MOTION OF THE ELECTRIC POWER SUPPLY ASSOCIATION-Docket No. EL01-1-000

C. Wholesale and Retail Market Revisions, Not Cost-Based Rates, Are Needed

EPSA does not mean to suggest that markets are working perfectly in California or that the Commission need not be concerned about prices this summer. There are two fundamental problems with the wholesale market in California:

(1) a structure that puts undue pressure on the more volatile short-term markets and (2) the imposition of price caps on purchases of wholesale energy and ancillary services. Both need to be fixed. These fundamental flaws need to be corrected, not through a change in rate structure, which will do nothing to alleviate the problems, but by a change in the California rules that mandate use of the California Power Exchange and elimination of price caps.
The California wholesale market has been designed to incent load participants to move much of their buying and selling activity into the day-ahead, day-of and real-time markets, particularly in the California Power Exchange (CalPX). In any commodity market, it is natural that shorter-term markets will be the most volatile. Many market participants, both buyers and sellers, prefer to manage risk through a strategy that combines longer-term and shorter-term purchases.

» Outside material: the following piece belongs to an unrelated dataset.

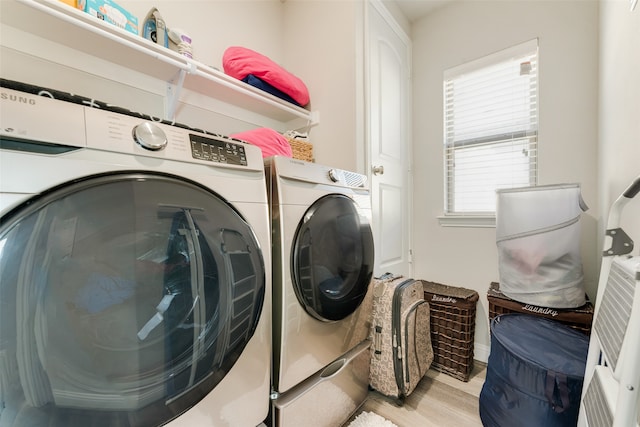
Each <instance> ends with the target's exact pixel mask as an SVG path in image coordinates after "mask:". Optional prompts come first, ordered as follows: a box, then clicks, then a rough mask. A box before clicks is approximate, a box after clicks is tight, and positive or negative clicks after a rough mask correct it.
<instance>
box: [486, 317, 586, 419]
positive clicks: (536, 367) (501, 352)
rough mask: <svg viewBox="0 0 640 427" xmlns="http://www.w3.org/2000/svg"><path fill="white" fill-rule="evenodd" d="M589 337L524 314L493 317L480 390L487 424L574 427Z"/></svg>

In fact, many of the companies that acquired utility assets in California assets prefer a strategy that permits most, if not all, of their risks to be hedged in forward markets.

Thus, many generators sold power ahead of the summer. A recent article from Dow Jones, Winners in $4 Billion California Sweepstakes, attached hereto, documents this situation.
Current market rules, however, limit the ability of California’s utilities to access the hedging tools normally available to load serving entities. Utilities are permitted to buy only a limited portion of their load in the CalPX’s block forwards market, which mitigates some risk, but until recently were not permitted to engage in forward bilateral contracts, options or other risk mitigation tools otherwise in use in the wholesale market.

With strict limitations on their use of forward markets and other risk management tools, the utilities have been forced to purchase significant portions of their supply in the spot market. This situation is compounded by California Public Utility Commission rules that make forward market purchases subject to after-the-fact reasonableness reviews by state regulators, while spot market purchases are deemed per se reasonable. This approach to rate regulation has no place in a competitive markets.
Additionally, price caps have created a problem in the Cal ISO’s real-time balancing market, driving the load serving entities in California to under-schedule their power needs in the day-ahead markets as a means of achieving a lower overall energy rate.

The balancing market price caps provide a free hedging product, allowing utilities to transfer purchases to the real-time market when the price in the day-ahead market exceeds the cap set by the Cal ISO. The Cal ISO has determined that underscheduling has significant operational and reliability impacts; in some hours, the Cal ISO has met as much as 25 percent of the system needs in the real-time market.

During summer 2000, the Cal ISO went out of market to purchase 159,098 megawatt hours, spending $101 million.

Price caps have also discouraged demand-side responses and load reduction programs. For example, under its Demand Relief Program the California ISO paid an average capacity price of $1,207 (at a time when energy prices were capped at $750) to incent load reduction. Why should load be paid a price for curtailing far in excess of what supply is paid for producing? With or without price caps, load reduction programs will face a greater challenge in 2001, when the supply and demand balance will be even tighter than it has been in 2000.